Where the hell was Sean?

Where the hell was this bastard?

She said another prayer for his return. It was ironic, she knew, that she was hoping for him to come back, the man who was treating her so cruelly, but he was her most realistic saviour right now.

Who else was going to rescue her? Sean was far away in Jerusalem. There was no way he could work out where she was. And any chance of rescue was highly improbable.

Then she heard it.

A faint hissing, a hundred thousand legs rubbing against each other. It grew louder and she could hear the rustling rise and fall, as if there was a conversation going on.

She reached in front of her for a rock to beat them away. As she felt through the stones, then raised the biggest one and held it to her chest like a sword, an idea came to her.

Yes, that was what she would do.

It would be better to be dead than to be eaten alive.

57

‘I’m not a spy and I haven’t insulted anyone.’ I pushed my face toward hers. I wasn’t going to be intimidated.

‘You are as innocent as driving snow. Isn’t that what you people say?’

‘What do you want us for?’ I wasn’t going to bother correcting her.

She knocked her hand against her head, then banged her knuckles hard into the side of her skull, as if she was tapping on wood. Her bracelets jangled, sparkled.

‘You think we’re all stupid. My brother was right.’

She leaned forward, pointing a dirty finger into my face. ‘You are a Westerner who has been softened by sitting down too long. Your legs have stopped working, and your brain too and the rest of you.’ She poked a finger towards my chest.

I swiped fast and caught her hand as she pulled it away. I held it, crushing it lightly.

‘You’re wasting your time insulting me. Kill me, if that’s what you plan to do, but I’m not a spy.’ I pushed her hand down and let her go.

Her expression hardened.

‘Allah will not save the likes of you.’ She said something fast and loud in Arabic, turned from me, raised her hands together as if in prayer, then started ululating. Her bracelets sparkled in the amber light of the fire.

I was a thousand miles out of my comfort zone. There was a cultural gap of a hundred traditions and fervent beliefs between us.

I looked around and saw the other Palestinians staring at us. It looked as if they were deciding whether to kill us or not.

There was some other tension in their expressions too. They looked as if they were running from something.

‘Ignore her,’ said Ariel loudly. I turned. He and Mark were right behind me. They both looked pale in the moonlight.

The woman pointed at Ariel. ‘And you, Ibn il-Homaar, son of a donkey,’ she said. ‘I bet you sent your mother to strangers to look after her, when she got old.’

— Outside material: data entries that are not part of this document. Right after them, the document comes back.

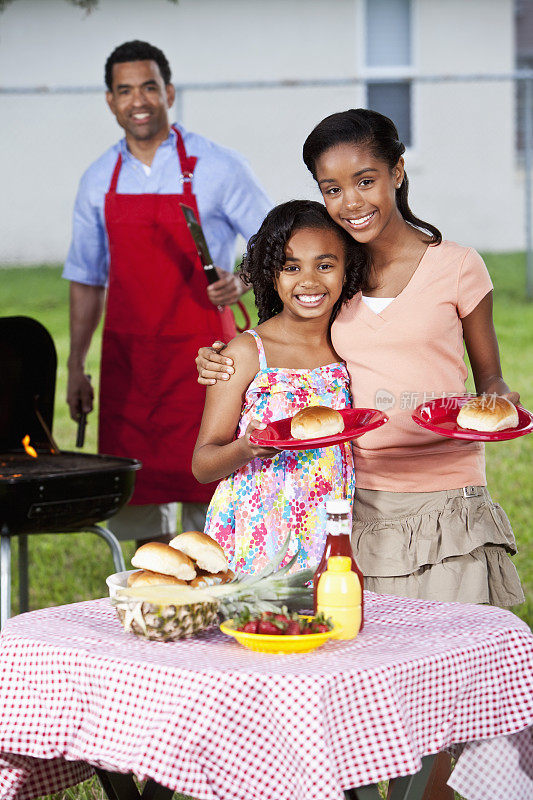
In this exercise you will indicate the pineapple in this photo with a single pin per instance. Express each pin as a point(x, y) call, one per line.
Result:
point(166, 613)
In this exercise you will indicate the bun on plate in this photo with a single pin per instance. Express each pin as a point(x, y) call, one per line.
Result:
point(316, 421)
point(144, 577)
point(209, 579)
point(207, 553)
point(159, 557)
point(488, 413)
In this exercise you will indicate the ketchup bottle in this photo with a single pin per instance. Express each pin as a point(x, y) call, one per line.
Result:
point(338, 532)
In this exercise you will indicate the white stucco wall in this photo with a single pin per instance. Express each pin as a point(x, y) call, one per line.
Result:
point(461, 167)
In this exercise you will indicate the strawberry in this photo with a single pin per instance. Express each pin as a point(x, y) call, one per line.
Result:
point(250, 627)
point(293, 628)
point(268, 627)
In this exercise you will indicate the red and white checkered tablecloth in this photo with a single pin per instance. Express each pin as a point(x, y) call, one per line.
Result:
point(209, 718)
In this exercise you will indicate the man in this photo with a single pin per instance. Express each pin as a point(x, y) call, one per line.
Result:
point(131, 241)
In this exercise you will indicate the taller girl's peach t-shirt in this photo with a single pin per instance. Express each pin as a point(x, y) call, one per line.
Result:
point(408, 354)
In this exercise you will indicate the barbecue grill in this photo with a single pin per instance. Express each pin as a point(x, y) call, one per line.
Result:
point(52, 491)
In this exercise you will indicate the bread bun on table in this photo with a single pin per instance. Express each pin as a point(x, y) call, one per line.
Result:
point(144, 577)
point(202, 549)
point(159, 557)
point(208, 579)
point(488, 413)
point(316, 421)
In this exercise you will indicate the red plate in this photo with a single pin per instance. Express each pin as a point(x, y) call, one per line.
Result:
point(356, 422)
point(440, 416)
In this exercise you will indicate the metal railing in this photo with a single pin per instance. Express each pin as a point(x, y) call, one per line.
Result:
point(525, 76)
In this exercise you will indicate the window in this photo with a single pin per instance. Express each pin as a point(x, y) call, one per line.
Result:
point(389, 62)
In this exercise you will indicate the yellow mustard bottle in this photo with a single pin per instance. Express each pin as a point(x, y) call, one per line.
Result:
point(339, 596)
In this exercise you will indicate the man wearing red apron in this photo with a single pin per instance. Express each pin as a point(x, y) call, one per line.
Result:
point(130, 233)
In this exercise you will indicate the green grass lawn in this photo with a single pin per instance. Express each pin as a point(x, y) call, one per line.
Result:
point(66, 568)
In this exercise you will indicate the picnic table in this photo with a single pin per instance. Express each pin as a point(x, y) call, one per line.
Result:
point(209, 718)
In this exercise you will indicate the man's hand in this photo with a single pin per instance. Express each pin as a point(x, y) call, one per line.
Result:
point(80, 394)
point(227, 290)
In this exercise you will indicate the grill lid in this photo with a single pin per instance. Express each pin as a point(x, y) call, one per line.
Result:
point(19, 467)
point(28, 364)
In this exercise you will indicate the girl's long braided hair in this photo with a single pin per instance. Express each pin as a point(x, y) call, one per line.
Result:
point(265, 254)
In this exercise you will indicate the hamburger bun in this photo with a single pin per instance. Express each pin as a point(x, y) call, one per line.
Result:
point(207, 553)
point(144, 577)
point(488, 413)
point(159, 557)
point(316, 421)
point(208, 579)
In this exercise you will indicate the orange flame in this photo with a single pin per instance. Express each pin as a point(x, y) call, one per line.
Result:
point(31, 451)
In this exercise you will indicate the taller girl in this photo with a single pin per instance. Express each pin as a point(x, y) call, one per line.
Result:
point(424, 523)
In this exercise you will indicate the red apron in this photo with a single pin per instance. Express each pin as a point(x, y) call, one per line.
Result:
point(157, 316)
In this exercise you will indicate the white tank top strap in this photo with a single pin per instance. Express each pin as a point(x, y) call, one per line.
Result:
point(260, 348)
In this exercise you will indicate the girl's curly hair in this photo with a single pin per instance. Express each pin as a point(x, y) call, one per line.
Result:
point(265, 254)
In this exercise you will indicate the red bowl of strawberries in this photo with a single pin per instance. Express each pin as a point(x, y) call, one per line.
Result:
point(283, 632)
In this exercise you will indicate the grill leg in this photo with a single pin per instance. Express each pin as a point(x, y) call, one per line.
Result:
point(111, 539)
point(24, 598)
point(5, 577)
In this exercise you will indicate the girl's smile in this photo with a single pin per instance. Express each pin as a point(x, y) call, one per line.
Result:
point(359, 190)
point(310, 282)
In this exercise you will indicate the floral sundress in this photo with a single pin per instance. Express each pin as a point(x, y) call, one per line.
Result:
point(253, 509)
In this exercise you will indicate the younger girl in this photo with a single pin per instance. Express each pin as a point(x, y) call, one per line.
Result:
point(302, 268)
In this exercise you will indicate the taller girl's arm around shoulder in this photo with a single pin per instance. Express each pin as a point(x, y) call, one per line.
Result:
point(217, 454)
point(482, 347)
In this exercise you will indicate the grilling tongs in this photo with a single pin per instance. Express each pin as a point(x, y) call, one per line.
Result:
point(207, 262)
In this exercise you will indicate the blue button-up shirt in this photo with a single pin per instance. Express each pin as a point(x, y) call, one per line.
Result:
point(230, 200)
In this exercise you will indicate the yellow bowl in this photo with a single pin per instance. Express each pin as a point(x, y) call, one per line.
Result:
point(268, 643)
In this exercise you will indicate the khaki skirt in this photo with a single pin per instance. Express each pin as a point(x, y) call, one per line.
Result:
point(452, 545)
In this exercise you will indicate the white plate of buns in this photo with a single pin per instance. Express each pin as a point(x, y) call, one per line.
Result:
point(487, 418)
point(318, 426)
point(191, 558)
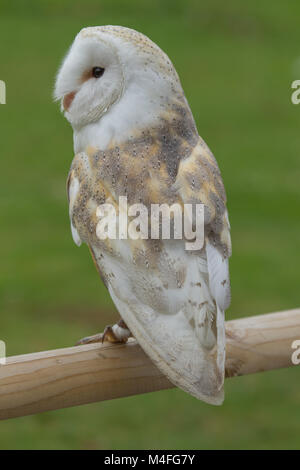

‘Watch your tongue,’ he said. He pointed back at her. His finger was shaking.

She laughed.

A voice called out in Arabic.

I turned. It was Xena.

She was walking towards the fire, wearing a black scarf around her neck. It was wound tightly over the top of her head too, but her thin frame and face were unmistakable. Two men were with her. They both had rifles in their hands. I wasn’t sure if they were her bodyguards or her captors.

‘Welcome to the party,’ said Mark.

‘Who is your friend?’ said Xena.

The woman who had led us here shrieked in Arabic.

Ten rifles went to shoulders. Some of them looked ancient, but others were modern enough to blow big holes in us.

‘Don’t do anything sudden,’ said Xena.

Then she spoke in Arabic to the woman. She started softly. Then she turned to the men pointing their guns at us. She raised her hands as if to show they were empty. The guns pointing at us came down.

Then there was silence.

The rider with the skin disease waved her hand through the air, as if swatting a fly, said something in Arabic that sounded like a curse, spat on the ground, turned on her heel and walked away.